For lakectl to work with Kubeflow, you will need to pass your lakeFS configurations as environment variables named:

  • LAKECTL_CREDENTIALS_ACCESS_KEY_ID: AKIAIOSFODNN7EXAMPLE
  • LAKECTL_SECRET_ACCESS_KEY: wJalrXUtnFEMI/K7MDENG/bPxRfiCYEXAMPLEKEY
  • LAKECTL_SERVER_ENDPOINT_URL: https://lakefs.example.com

Example operations

  1. Commit changes to a branch: A ContainerOp that commits uncommitted changes to example-branch on example-repo.

    from kubernetes.client.models import V1EnvVar
    
    def commit_op():
       return dsl.ContainerOp(
       name='commit',
       image='treeverse/lakectl',
       arguments=['commit', 'lakefs://example-repo/example-branch', '-m', 'commit message']).add_env_variable(V1EnvVar(name='LAKECTL_CREDENTIALS_ACCESS_KEY_ID',value='AKIAIOSFODNN7EXAMPLE')).add_env_variable(V1EnvVar(name='LAKECTL_CREDENTIALS_SECRET_ACCESS_KEY',value='wJalrXUtnFEMI/K7MDENG/bPxRfiCYEXAMPLEKEY')).add_env_variable(V1EnvVar(name='LAKECTL_SERVER_ENDPOINT_URL',value='https://lakefs.example.com'))
    
  2. Merge two lakeFS branches: A ContainerOp that merges example-branch into the main branch of example-repo.

    def merge_op():
      return dsl.ContainerOp(
      name='merge',
      image='treeverse/lakectl',
      arguments=['merge', 'lakefs://example-repo/example-branch', 'lakefs://example-repo/main']).add_env_variable(V1EnvVar(name='LAKECTL_CREDENTIALS_ACCESS_KEY_ID',value='AKIAIOSFODNN7EXAMPLE')).add_env_variable(V1EnvVar(name='LAKECTL_CREDENTIALS_SECRET_ACCESS_KEY',value='wJalrXUtnFEMI/K7MDENG/bPxRfiCYEXAMPLEKEY')).add_env_variable(V1EnvVar(name='LAKECTL_SERVER_ENDPOINT_URL',value='https://lakefs.example.com'))
    

You can invoke any lakeFS operation supported by lakectl by implementing it as a ContainerOp. Check out the complete CLI reference for the list of supported operations.

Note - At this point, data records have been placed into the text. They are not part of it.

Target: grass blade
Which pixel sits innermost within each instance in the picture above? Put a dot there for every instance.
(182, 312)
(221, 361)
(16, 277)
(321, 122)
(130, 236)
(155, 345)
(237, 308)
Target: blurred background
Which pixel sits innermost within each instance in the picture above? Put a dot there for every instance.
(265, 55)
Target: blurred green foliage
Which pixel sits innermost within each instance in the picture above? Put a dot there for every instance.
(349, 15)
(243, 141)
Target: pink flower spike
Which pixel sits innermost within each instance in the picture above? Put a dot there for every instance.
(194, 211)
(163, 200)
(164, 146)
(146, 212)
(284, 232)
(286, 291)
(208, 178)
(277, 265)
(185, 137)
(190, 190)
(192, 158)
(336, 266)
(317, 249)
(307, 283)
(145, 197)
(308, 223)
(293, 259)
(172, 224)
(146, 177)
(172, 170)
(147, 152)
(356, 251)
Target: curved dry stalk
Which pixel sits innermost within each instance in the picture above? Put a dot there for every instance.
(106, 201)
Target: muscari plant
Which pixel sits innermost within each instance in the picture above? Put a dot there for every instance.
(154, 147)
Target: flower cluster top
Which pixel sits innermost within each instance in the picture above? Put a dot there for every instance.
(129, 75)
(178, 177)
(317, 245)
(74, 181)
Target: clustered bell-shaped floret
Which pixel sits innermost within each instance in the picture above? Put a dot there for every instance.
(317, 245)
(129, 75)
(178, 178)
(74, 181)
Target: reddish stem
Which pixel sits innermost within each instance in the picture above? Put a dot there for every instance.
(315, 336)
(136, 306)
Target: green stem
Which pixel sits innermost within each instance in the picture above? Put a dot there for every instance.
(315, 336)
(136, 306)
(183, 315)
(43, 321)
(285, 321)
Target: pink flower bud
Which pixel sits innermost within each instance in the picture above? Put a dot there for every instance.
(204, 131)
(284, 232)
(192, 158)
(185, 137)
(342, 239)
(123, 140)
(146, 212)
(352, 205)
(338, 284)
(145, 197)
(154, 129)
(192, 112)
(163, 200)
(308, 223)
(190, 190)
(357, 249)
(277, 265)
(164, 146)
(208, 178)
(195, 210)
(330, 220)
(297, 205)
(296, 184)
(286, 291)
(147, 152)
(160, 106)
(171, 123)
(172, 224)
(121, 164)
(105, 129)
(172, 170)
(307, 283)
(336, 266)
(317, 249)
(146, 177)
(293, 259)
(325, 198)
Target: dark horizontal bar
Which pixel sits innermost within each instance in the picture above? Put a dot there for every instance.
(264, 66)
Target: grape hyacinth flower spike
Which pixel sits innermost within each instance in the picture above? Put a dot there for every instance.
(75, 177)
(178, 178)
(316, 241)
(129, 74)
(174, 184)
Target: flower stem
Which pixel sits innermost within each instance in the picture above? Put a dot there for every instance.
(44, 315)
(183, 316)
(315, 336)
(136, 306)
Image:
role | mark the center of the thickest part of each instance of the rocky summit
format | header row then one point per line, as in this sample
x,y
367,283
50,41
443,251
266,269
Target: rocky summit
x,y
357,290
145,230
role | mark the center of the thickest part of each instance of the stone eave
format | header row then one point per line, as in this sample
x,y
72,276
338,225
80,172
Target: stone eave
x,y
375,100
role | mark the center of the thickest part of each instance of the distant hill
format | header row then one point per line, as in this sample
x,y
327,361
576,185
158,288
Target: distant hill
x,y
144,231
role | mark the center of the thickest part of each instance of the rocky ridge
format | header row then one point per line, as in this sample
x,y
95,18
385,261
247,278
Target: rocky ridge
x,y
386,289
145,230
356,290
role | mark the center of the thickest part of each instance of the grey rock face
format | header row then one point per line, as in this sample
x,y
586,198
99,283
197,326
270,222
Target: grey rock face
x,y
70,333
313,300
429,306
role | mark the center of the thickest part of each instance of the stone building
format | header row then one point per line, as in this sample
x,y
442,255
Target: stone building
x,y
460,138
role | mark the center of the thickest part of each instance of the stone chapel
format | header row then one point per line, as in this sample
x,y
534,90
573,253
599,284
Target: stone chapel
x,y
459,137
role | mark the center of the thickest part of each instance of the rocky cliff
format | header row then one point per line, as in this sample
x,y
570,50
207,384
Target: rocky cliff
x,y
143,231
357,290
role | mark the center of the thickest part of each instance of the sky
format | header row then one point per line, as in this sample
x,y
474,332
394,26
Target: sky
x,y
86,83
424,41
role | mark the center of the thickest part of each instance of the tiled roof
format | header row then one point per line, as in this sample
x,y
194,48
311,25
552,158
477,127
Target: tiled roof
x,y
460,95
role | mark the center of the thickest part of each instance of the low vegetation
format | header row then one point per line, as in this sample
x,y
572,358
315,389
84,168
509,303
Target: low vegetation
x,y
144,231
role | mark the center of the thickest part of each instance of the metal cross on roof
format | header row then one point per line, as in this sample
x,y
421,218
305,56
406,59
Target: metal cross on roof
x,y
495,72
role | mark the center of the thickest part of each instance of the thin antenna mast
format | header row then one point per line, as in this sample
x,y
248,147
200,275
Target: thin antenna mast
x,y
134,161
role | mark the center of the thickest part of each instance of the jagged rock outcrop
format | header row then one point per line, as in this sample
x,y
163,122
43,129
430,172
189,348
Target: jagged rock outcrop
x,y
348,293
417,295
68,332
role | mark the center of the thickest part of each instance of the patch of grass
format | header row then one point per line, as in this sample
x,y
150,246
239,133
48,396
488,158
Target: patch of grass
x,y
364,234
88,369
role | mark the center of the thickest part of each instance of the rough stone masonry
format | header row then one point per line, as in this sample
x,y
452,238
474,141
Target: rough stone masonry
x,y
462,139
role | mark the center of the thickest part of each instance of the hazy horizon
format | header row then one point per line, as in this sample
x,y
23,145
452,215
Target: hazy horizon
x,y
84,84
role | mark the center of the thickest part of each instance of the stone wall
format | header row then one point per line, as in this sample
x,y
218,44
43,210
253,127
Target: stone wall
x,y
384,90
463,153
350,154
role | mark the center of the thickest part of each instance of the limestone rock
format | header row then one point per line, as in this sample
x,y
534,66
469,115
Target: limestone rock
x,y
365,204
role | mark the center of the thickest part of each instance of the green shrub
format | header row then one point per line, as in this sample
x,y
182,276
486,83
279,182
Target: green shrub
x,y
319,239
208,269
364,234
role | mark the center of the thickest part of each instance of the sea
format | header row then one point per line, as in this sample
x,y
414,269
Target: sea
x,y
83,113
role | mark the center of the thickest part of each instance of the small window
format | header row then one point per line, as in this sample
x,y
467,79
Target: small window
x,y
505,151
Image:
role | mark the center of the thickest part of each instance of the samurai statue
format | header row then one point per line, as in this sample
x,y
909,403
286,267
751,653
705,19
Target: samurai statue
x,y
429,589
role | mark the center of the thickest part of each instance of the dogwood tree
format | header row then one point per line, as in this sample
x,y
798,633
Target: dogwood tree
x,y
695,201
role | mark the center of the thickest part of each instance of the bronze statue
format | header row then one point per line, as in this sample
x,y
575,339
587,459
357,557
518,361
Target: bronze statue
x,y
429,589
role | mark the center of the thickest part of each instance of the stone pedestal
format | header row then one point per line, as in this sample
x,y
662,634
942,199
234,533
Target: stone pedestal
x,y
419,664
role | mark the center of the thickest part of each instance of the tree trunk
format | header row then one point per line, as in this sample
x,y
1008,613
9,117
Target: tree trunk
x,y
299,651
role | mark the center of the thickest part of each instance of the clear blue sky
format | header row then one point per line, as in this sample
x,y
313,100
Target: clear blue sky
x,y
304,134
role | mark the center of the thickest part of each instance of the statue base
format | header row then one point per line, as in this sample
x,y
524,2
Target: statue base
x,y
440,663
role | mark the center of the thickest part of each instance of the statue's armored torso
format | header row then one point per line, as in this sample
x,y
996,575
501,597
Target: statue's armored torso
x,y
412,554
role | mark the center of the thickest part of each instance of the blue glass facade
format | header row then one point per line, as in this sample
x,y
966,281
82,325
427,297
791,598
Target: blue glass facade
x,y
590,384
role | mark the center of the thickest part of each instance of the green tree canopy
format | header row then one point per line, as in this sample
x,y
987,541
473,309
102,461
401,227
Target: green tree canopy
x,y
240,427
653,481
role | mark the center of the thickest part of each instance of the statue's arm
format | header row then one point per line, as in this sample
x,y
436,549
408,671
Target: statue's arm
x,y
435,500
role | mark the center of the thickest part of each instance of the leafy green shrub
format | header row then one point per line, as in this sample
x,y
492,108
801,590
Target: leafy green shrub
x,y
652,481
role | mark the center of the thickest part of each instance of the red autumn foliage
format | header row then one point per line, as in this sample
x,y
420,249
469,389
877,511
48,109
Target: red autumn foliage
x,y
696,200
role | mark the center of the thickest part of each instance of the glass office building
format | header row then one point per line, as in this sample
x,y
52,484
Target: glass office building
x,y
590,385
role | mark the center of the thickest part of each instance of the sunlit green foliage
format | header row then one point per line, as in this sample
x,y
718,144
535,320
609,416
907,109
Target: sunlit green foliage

Note The lakeFS Kubeflow integration that uses lakectl is supported on lakeFS version >= v0.43.0.

Add the lakeFS steps to your pipeline

Add the steps created on the previous step to your pipeline before compiling it.

Example pipeline

A pipeline that implements a simple ETL, that has steps for branch creation and commits.

def lakectl_pipeline():
   create_branch_task = create_branch_op('example-repo', 'example-branch', 'main') # A function-based component   
   extract_task = example_extract_op() 
   commit_task = commit_op()
   transform_task = example_transform_op()
   commit_task = commit_op()
   load_task = example_load_op()

Note It is recommended to store credentials as kubernetes secrets and pass them as environment variables to Kubeflow operations using V1EnvVarSource.